Semi-Supervised Eigenbasis Novelty Detection
- Created: Saturday, 01 June 2013
Recent discoveries in high-time-resolution radio astronomy data have focused attention on a new class of events. Fast transients are rare pulses of radio frequency energy lasting from microseconds to seconds that might be produced by a variety of exotic astrophysical phenomena. For example, X-ray bursts, neutron stars, and active galactic nuclei are all possible sources of short-duration, transient radio signals. It is difficult to anticipate where such signals might appear, and they are most commonly discovered through analysis of high-time-resolution data that had been collected for other purposes. Transients are often faint and difficult to detect, so improved detection algorithms can directly benefit the science yield of all such commensal monitoring.A new detection algorithm learns a low-dimensional linear manifold for describing the “normal” data. High reconstruction error indicates a novel signal that does not match the patterns of normal data. One unsupervised portion of the manifold model adapts its representation in response to recent data. A second supervised portion of the model is made of a basis trained in advance using labeled examples of RFI; this prevents false positives due to these events. For a linear model, an orthonormalization operation is used to combine these bases prior to the anomaly detection decision.
Another novel aspect of the approach lies in combining basis vectors learned in an unsupervised, online fashion from the data stream with supervised basis vectors learned in advance from known examples of false alarms. Adaptive, data-driven detection is achieved that is also informed by existing domain knowledge about signals that may be statistically anomalous, but are not interesting and should therefore be ignored.
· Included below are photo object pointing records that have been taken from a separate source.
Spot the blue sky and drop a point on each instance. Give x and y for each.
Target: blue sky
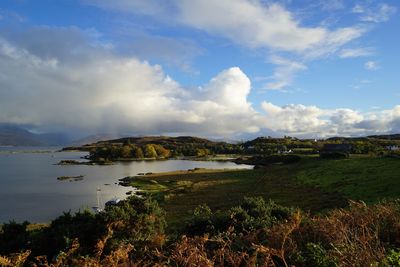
(211, 68)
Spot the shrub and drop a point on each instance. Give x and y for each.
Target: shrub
(333, 155)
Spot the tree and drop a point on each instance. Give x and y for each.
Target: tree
(138, 153)
(149, 151)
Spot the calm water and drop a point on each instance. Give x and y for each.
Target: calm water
(29, 189)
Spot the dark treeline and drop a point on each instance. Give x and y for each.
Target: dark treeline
(255, 233)
(185, 146)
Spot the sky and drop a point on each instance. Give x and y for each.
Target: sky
(225, 69)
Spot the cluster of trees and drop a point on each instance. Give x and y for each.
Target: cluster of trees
(163, 149)
(129, 151)
(166, 147)
(255, 233)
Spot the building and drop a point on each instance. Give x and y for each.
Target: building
(392, 148)
(337, 148)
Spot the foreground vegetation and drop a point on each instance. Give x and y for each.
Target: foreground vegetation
(289, 211)
(311, 184)
(254, 233)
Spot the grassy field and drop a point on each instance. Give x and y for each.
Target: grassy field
(312, 184)
(359, 178)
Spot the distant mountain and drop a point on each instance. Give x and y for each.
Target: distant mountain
(94, 139)
(12, 135)
(364, 138)
(387, 137)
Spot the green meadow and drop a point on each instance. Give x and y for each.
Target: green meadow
(313, 184)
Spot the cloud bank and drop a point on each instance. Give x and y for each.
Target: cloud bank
(66, 79)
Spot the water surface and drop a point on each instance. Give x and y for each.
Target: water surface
(29, 189)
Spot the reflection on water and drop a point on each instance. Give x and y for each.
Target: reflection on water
(29, 189)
The method was evaluated using data from the Parkes Multibeam Survey. This data set was originally collected to search for pulsars, which are astronomical sources that emit radio pulses at regular periods. However, several non-pulsar anomalies have recently been discovered in this dataset, making it a compelling test case. By explicitly filtering known false alarm patterns, the approach yields significantly better performance than current transient detection methods.